The resolution of these legal issues will not change the significance of the policy implications of Canada Without Poverty. The SCJ decision has upended a significant portion of the CRA’s work in interpreting the ITA. As a result, the government faces a difficult policy decision regarding to what extent s 149.1(6.2) of the ITA should be changed. In making this decision, the federal government should note the recommendations from the previously cited committee tasked with studying this issue. The committee consulted with registered charities and noted that the characterization of what constitutes “political activities,” and the limitations imposed on charities in this regard, impede the sector’s participation in public policy dialogue and development (Report, Part F). This is a disservice to Canadians that offers no offsetting regulatory benefit. Thus, one policy recommendation is to cease framing this issue in the language of “political activities,” and instead, frame the issue as “citizens and institutions participating by lawful means in public debate designed to improve Canada’s coherent system of law based on our Constitution” (Report, Concluding Comments).
Justice Morgan summarized that “simply put, there is no way to pursue the Applicant’s charitable purpose … while restricting its politically expressive activity to 10% of its resources” (Canada Without Poverty, para 42). As a result, Canada Without Poverty quashes the offending sections of the ITA and opens the door for greater nonpartisan political engagement by charities. Charities are no longer at risk of losing their registered status for an arbitrary percentage of resources directed towards political activities. Canadian charities can now spend as many resources as they deem necessary to criticize government policies and decisions without worrying they may lose charitable status.

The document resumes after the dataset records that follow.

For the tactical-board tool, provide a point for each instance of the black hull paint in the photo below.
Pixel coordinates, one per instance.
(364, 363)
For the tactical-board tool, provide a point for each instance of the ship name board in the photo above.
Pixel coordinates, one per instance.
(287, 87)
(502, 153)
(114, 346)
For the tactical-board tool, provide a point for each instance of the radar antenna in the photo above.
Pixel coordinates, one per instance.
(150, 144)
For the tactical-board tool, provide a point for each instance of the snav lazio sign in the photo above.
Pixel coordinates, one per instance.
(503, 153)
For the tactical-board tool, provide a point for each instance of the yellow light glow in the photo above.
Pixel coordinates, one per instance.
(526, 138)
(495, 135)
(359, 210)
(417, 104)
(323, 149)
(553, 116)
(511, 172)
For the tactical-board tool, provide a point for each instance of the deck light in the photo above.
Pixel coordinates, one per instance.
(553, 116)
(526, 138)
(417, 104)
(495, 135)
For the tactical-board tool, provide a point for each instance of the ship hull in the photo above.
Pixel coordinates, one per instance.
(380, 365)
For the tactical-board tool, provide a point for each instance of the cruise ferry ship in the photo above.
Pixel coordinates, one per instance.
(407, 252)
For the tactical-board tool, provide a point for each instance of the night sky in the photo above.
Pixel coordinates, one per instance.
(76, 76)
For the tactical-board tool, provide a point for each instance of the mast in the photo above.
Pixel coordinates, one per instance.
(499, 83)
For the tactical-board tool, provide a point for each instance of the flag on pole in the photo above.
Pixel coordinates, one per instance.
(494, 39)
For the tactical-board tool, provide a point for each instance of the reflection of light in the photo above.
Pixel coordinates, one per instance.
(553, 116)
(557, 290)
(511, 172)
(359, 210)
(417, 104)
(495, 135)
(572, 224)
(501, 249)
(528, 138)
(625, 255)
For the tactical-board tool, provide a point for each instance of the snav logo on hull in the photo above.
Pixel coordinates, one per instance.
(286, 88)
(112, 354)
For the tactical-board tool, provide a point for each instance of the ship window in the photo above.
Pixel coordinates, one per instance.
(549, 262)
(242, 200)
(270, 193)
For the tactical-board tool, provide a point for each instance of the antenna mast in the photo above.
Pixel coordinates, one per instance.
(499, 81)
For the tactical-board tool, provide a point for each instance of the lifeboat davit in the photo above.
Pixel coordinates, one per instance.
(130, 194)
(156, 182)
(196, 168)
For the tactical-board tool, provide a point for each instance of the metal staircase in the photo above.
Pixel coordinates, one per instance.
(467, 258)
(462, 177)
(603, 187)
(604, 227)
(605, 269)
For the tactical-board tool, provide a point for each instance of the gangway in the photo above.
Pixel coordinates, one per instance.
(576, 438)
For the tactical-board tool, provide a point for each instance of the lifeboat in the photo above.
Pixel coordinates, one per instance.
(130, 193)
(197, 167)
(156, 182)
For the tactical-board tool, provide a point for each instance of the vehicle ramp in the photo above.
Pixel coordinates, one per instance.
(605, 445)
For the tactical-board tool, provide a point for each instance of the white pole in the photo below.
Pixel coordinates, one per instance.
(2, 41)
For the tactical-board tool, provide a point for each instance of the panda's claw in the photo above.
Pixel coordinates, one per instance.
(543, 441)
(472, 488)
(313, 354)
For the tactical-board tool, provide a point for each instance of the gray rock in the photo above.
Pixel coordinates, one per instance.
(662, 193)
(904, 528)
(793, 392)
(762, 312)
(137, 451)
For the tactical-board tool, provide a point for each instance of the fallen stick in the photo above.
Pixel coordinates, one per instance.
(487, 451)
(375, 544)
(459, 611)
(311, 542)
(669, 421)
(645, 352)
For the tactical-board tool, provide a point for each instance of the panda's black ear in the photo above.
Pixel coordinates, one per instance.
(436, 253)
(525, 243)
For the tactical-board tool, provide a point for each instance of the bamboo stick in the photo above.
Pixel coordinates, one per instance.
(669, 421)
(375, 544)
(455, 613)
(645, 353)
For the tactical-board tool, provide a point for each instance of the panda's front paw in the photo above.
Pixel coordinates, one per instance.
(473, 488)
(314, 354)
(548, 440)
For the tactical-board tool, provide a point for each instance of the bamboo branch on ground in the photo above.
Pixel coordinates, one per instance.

Common law now permits charities to pursue their charitable purposes in any which way they deem appropriate.
It is possible that the new legislation the federal government is set to introduce this fall will significantly curtail the common law on this point. The federal government may be concerned that the Canada Without Poverty decision opens a Pandora’s box of political advocacy that could be a significant form of political influence previously unseen in Canada. These issues may be raised on appeal but a higher court is unlikely to revert to the offending sections of the ITA due to Charter considerations. Ultimately, Canada Without Poverty ushers a new era affirming and promoting charities’ nonpartisan political contributions to Canadian society.